05 December 2018

Sense and Availability

I often hear the claim that services improve availability. However, when they are added naively, services actually reduce availability.

The important factor for improved availability is that the services can make useful progress independently of one another.

We can work out how the uptime of a dependency affects the uptime of downstream services with some simple probability calculations.

Take services, A, B, C, etc. which are dependencies of a service S.

S requires all of A, B, C… to be available to be available itself.

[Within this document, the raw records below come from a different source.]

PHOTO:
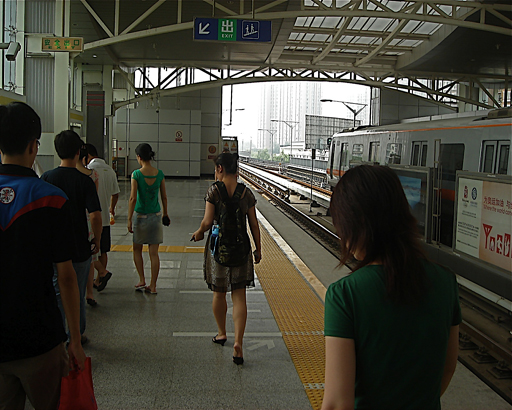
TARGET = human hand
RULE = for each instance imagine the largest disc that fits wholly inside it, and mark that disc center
(76, 355)
(257, 256)
(197, 236)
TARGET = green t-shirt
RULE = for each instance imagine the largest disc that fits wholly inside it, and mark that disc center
(400, 350)
(147, 195)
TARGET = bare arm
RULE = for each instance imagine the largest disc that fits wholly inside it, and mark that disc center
(113, 202)
(97, 229)
(71, 302)
(163, 194)
(131, 204)
(451, 358)
(340, 374)
(255, 232)
(206, 223)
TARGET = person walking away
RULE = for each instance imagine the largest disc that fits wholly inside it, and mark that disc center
(146, 224)
(89, 294)
(108, 191)
(35, 232)
(83, 198)
(397, 310)
(226, 267)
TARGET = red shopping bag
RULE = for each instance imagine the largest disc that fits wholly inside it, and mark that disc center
(76, 390)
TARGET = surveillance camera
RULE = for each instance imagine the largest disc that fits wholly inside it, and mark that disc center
(12, 51)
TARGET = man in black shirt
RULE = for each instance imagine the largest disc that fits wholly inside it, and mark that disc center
(35, 232)
(82, 195)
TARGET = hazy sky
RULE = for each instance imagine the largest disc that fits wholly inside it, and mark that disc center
(246, 106)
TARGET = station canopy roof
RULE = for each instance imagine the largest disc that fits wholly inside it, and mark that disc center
(370, 38)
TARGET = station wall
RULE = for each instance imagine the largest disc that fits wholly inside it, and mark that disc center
(183, 131)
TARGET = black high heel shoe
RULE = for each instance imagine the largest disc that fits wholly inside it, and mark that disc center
(219, 341)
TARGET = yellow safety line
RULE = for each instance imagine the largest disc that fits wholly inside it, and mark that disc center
(169, 249)
(299, 313)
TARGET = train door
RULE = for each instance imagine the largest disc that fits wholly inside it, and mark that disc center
(373, 155)
(343, 158)
(419, 153)
(495, 157)
(452, 160)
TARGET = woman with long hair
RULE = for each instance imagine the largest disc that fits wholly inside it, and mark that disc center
(222, 279)
(146, 227)
(391, 327)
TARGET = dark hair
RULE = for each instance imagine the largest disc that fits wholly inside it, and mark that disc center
(228, 161)
(19, 125)
(67, 144)
(90, 150)
(370, 212)
(145, 152)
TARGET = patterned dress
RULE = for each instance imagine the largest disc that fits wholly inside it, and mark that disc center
(222, 278)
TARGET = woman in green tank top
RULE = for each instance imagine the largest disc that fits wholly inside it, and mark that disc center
(145, 216)
(391, 326)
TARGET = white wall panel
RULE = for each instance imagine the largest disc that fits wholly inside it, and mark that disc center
(174, 117)
(175, 168)
(144, 132)
(195, 168)
(211, 105)
(210, 135)
(195, 117)
(195, 133)
(141, 116)
(195, 152)
(174, 151)
(210, 120)
(167, 132)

Take a to be the availability of A (and so on) in the range [0, 1] where 1 is the sevice is always available (100% availability). Note that this is the availability of the service as a whole, not individual instances of the service.

We can say a few things about the availability ceiling of S:

The best case availability of S is the lowest availability of its dependencies:

s = min(a, b, ...)

Given a random distribution of failures, the average case availability of S is the availability of its dependencies multiplied together:

s = a × b × ...

The worst case of non-overlapping failures is:

s = max(0, 1 - ((1 - a) + (1 - b) + ...))

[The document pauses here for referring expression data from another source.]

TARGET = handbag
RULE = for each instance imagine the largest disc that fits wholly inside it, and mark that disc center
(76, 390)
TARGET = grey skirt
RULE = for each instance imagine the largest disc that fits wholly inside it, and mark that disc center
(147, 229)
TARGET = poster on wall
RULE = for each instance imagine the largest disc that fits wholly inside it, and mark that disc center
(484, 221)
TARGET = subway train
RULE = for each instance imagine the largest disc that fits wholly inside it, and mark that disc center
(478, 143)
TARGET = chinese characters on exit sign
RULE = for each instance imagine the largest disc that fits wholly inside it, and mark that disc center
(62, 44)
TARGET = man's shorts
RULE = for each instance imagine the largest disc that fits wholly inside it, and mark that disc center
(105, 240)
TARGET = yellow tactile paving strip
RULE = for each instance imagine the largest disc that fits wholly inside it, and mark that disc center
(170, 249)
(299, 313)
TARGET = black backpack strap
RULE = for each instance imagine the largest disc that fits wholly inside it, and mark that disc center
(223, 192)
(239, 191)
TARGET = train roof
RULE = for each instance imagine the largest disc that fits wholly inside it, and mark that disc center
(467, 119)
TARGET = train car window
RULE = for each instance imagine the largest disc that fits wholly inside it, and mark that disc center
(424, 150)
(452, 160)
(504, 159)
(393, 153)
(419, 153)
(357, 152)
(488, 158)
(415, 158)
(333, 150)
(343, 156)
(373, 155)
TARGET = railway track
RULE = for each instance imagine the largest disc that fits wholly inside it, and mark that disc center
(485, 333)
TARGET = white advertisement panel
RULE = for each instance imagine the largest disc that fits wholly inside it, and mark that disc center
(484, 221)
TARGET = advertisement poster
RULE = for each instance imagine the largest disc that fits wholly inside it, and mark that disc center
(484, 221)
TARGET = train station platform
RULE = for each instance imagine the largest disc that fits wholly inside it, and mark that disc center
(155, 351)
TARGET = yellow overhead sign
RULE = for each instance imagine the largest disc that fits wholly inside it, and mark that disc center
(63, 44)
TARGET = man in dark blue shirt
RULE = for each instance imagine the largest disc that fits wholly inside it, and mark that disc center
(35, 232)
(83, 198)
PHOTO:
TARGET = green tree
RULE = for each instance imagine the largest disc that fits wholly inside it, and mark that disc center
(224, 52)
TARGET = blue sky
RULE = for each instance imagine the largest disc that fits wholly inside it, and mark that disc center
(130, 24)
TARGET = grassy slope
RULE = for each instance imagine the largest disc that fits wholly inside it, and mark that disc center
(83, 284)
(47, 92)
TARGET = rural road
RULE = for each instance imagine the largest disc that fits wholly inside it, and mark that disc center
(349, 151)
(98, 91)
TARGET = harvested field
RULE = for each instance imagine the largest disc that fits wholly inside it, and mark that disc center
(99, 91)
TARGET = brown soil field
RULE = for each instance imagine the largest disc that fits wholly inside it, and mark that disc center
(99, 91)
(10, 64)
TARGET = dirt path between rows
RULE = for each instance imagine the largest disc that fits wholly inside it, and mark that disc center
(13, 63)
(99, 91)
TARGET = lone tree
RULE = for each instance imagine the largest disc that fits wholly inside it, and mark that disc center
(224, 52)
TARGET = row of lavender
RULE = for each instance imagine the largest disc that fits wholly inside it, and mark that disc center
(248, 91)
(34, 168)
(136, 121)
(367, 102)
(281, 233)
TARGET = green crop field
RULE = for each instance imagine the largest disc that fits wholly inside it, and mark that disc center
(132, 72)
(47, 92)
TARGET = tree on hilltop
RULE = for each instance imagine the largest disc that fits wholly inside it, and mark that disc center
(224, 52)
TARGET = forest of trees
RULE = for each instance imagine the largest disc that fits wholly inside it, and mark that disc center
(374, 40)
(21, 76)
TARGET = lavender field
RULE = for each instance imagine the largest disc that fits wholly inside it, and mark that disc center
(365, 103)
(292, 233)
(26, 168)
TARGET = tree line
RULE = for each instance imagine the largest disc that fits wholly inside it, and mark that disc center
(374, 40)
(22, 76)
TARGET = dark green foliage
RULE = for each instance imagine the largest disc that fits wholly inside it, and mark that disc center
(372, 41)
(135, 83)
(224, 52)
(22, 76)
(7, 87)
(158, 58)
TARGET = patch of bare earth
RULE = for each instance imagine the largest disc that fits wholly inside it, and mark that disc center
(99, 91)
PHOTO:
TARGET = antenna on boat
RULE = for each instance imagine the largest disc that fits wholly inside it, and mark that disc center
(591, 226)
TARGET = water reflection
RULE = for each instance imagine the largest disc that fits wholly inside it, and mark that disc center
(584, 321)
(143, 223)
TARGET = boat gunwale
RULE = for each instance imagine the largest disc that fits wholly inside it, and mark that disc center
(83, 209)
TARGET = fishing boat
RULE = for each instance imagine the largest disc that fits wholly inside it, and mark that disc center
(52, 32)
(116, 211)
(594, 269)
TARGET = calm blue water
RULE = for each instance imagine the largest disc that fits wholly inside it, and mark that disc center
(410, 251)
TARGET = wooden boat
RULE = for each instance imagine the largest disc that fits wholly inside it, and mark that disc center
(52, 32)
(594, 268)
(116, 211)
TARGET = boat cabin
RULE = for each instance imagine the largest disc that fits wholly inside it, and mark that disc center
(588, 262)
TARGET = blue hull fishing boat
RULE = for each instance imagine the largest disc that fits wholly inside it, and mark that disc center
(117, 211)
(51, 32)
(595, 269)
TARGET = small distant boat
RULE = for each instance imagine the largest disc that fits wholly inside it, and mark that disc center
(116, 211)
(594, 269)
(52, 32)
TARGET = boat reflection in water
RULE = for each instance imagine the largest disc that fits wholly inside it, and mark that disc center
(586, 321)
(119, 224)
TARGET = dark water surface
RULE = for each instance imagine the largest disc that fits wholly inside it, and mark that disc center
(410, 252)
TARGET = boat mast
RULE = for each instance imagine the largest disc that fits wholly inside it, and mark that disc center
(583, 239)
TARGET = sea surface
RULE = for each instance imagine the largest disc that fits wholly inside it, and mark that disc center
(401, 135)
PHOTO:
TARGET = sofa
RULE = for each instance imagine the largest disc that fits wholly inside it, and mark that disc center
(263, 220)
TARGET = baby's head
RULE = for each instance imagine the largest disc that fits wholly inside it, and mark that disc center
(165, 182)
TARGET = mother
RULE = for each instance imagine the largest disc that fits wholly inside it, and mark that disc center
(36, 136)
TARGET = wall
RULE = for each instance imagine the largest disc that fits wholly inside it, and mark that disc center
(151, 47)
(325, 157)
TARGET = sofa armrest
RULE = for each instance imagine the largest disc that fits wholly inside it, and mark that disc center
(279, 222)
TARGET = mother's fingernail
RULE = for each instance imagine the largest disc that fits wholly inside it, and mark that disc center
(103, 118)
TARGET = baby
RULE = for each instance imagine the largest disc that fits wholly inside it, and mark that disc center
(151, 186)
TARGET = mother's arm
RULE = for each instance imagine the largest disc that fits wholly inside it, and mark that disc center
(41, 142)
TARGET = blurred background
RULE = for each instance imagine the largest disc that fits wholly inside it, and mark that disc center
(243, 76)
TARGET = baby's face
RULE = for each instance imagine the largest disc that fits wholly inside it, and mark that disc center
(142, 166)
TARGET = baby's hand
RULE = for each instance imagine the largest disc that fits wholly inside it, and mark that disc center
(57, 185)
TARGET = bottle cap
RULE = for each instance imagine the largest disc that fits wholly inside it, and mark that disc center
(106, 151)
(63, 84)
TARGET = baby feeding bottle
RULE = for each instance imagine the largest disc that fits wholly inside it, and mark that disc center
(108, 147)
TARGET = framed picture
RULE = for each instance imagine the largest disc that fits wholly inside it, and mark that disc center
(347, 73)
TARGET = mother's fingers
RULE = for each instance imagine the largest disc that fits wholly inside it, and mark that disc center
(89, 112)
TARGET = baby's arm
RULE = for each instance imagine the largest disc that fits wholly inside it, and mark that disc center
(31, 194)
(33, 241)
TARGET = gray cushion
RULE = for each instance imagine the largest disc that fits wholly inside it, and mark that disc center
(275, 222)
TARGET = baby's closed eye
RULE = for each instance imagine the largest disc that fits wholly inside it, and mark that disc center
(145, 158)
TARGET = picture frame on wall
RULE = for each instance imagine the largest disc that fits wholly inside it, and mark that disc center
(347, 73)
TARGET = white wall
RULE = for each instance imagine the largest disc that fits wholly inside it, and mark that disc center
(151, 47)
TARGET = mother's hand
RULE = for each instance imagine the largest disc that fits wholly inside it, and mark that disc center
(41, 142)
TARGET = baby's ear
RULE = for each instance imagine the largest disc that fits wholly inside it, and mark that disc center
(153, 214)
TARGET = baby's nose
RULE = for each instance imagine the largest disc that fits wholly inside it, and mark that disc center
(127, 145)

Not even the best case actually makes the availability of S better. Given that, and the observation that it’s practically impossible for a service to have 100% availability without a great deal of engineering effort, if you require all your services to be available to produce a useful result then adding additional services will reduce the overall availability of the system.

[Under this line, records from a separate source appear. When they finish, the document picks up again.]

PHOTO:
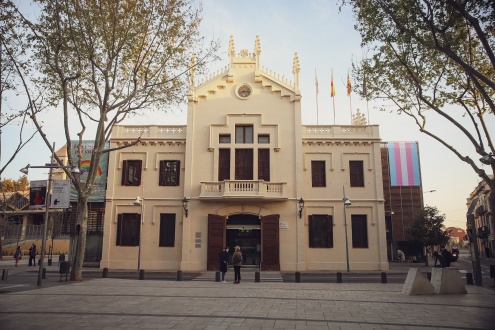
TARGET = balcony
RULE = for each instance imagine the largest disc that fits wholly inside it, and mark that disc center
(244, 189)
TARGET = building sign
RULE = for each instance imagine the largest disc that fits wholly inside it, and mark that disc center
(100, 183)
(60, 194)
(37, 194)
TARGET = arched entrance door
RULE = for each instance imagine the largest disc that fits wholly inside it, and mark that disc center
(258, 239)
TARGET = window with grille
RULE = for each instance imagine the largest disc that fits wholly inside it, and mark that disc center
(224, 138)
(244, 164)
(320, 231)
(263, 139)
(224, 164)
(244, 134)
(131, 172)
(128, 229)
(318, 176)
(356, 173)
(264, 164)
(359, 231)
(169, 173)
(167, 229)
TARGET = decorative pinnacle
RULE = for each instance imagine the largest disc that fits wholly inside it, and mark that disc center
(257, 46)
(295, 66)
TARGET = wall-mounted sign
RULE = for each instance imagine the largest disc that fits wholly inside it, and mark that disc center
(60, 194)
(37, 194)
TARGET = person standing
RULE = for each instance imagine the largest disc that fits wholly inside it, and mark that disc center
(237, 262)
(224, 262)
(17, 255)
(32, 255)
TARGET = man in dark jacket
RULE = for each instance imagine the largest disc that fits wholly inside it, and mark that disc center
(32, 255)
(224, 262)
(446, 255)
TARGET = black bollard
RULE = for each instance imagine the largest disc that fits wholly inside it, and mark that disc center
(469, 278)
(298, 277)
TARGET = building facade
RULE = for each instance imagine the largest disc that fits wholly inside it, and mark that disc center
(479, 208)
(245, 171)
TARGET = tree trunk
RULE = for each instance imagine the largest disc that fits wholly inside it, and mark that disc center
(80, 237)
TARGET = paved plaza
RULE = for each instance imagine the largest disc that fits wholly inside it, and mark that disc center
(107, 303)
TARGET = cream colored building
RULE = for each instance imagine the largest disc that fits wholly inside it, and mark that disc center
(244, 162)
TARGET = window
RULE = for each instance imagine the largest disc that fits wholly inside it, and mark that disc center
(131, 172)
(167, 229)
(244, 164)
(356, 173)
(244, 134)
(359, 231)
(128, 229)
(224, 138)
(263, 139)
(169, 173)
(318, 173)
(320, 231)
(264, 164)
(224, 164)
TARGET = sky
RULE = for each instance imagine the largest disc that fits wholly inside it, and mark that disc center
(325, 40)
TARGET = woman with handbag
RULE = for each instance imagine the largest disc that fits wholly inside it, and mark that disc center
(237, 262)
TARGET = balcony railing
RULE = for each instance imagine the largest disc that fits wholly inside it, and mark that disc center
(243, 189)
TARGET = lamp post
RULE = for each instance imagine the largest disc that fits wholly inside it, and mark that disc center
(25, 170)
(346, 203)
(139, 202)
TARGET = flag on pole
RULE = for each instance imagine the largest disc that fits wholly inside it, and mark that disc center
(365, 92)
(349, 86)
(332, 87)
(316, 82)
(404, 164)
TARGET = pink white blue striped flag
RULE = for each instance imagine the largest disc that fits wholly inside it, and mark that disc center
(404, 164)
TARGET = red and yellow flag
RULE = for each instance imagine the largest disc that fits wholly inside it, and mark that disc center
(349, 86)
(332, 87)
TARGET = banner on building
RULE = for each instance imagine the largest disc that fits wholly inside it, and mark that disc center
(37, 194)
(99, 187)
(403, 160)
(60, 194)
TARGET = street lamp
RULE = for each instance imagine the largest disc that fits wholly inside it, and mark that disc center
(139, 202)
(25, 170)
(488, 159)
(185, 205)
(347, 202)
(301, 207)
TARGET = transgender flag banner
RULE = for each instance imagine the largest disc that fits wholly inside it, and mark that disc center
(404, 164)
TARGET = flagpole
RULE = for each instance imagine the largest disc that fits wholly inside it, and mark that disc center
(316, 85)
(333, 99)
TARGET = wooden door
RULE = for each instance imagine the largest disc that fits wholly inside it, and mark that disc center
(216, 240)
(270, 246)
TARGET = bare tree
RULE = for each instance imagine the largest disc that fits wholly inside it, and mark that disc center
(100, 61)
(435, 58)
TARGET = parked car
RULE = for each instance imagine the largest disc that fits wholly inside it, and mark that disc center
(455, 253)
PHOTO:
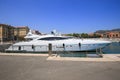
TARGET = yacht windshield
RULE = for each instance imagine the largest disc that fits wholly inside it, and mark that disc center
(53, 38)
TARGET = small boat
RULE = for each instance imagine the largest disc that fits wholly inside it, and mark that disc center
(40, 43)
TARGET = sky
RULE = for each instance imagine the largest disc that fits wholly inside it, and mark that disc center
(66, 16)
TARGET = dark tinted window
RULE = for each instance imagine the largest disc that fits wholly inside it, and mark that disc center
(53, 38)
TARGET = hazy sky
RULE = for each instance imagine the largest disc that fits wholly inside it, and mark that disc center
(66, 16)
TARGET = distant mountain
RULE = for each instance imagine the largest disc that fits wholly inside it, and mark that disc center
(104, 31)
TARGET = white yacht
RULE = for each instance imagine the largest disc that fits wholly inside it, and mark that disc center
(58, 42)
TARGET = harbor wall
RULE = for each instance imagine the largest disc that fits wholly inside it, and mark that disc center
(4, 46)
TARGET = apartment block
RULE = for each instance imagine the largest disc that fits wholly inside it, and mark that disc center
(6, 32)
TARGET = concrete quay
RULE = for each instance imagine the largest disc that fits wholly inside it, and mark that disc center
(40, 67)
(106, 57)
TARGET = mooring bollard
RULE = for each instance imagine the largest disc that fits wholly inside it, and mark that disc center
(50, 49)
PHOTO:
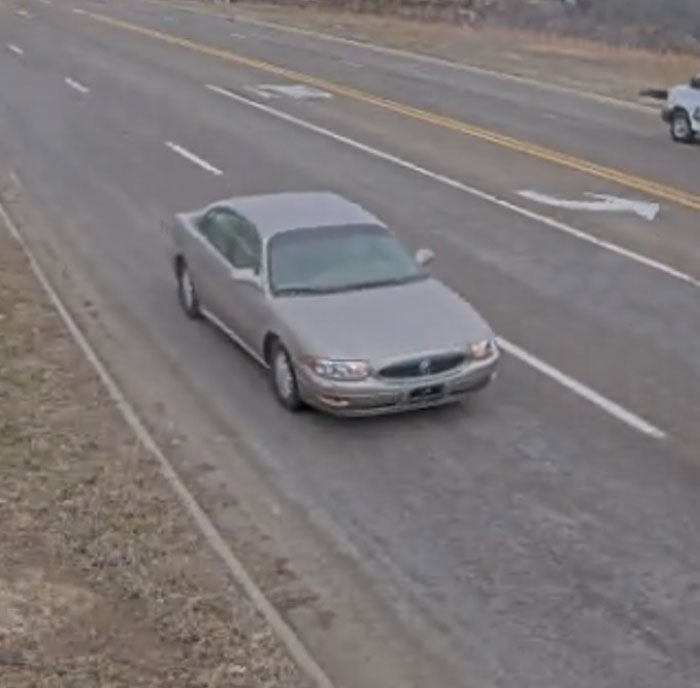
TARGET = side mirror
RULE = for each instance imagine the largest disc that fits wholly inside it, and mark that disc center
(424, 256)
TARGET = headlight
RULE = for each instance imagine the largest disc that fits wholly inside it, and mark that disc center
(339, 370)
(482, 349)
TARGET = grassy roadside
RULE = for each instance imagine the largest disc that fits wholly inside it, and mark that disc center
(606, 70)
(103, 580)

As an example, let’s look at a service with two dependencies.

Service C depends on services A and B, either in breadth:

or in depth:

If A has an availability of 0.8 (80%) and B 0.95 (95%),

C will have a best case of 0.8 (80%),

an average case of 0.8 × 0.95 = 0.76 (76%),

and a worst case of 1 - ((1 - 0.8) + (1 - 0.95)) = 0.75 (75%).

Corollary: If you’re refactoring a service with 99% availability into two services, you need each of the new services to have (on average) 99.5% availability in order to break even. Three services will need 99.7% availability. Anything less and you’ll be making things worse.

Interdependent services are always bad for availability. Services need to be carefully engineered not to have cascading failures and to be able to work as independently as possible for a chance at improving downtime.